Grupos de bairro se unem para manter maternidade ativa

Após dois dias do fechamento do serviço na Santa Casa de Santo Amaro, entidades querem tentar reabrir. Unidade foi fechada por causa de dívida

Foto: Nelson Coelho/Diário SP

Entidades da Zona Sul se reuniram, na quarta-feira (17), com um objetivo em comum. Querem reativar a maternidade da Santa Casa de Misericórdia de Santo Amaro, na mesma região.

A unidade encerrou os serviços para gestantes na terça-feira, como o DIÁRIO já havia adiantado. O motivo de fechar as portas da maternidade foi uma dívida superior a R$ 21 milhões. Desde 2010, a Santa Casa tem recorrido a empréstimos bancários para conseguir pagar os médicos e manter o atendimento oferecido.

Sem um reajuste na tabela do SUS (Sistema Único de Saúde) e um aumento no repasse da Prefeitura, a direção da Santa Casa precisou analisar os gastos e como a maternidade traz um prejuízo de R$ 430.679,34 por mês, foi a escolhida para ter as portas fechadas.

A notícia não agradou pacientes, representantes de associações e moradores, que também mostraram sua insatisfação. Agora, juntos, eles tentam ajudar a unidade filantrópica.

Segundo o presidente do Rotary Club de Santo Amaro, Antônio Miguel, o bairro perdeu ao menos quatro unidades de saúde e não pode perder mais uma. "A gente percebe que aqui no Brasil não tem essa prioridade com a saúde", disse à TV Globo.

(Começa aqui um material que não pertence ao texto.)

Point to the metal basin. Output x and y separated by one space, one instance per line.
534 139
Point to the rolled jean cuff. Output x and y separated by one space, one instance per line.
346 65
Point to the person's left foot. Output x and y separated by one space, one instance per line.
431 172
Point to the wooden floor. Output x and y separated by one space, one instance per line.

Durante a reunião,  os representantes das entidades criaram uma comissão para acompanhar o caso. Eles querem ver os gastos da Santa Casa para fazer um novo pedido à Prefeitura.

"Queremos ver primeiro como os recursos estão sendo administrados", explicou o conselheiro da Associação Comercial de Santo Amaro, Gilberto Marques Bruno.

Mesmo com as pressões dos moradores e pacientes, a gestão João Doria (PSDB) não sinalizou que vai aumentar o repasse à unidade, que não acontece desde 2012.

A parceria firmada entre o município e a unidade filantrópica pactua 237 partos por mês. Só em 2016, o serviço realizou 2.724.

A Santa Casa tinha 27 leitos de sua maternidade e dez vagas na UTI neonatal.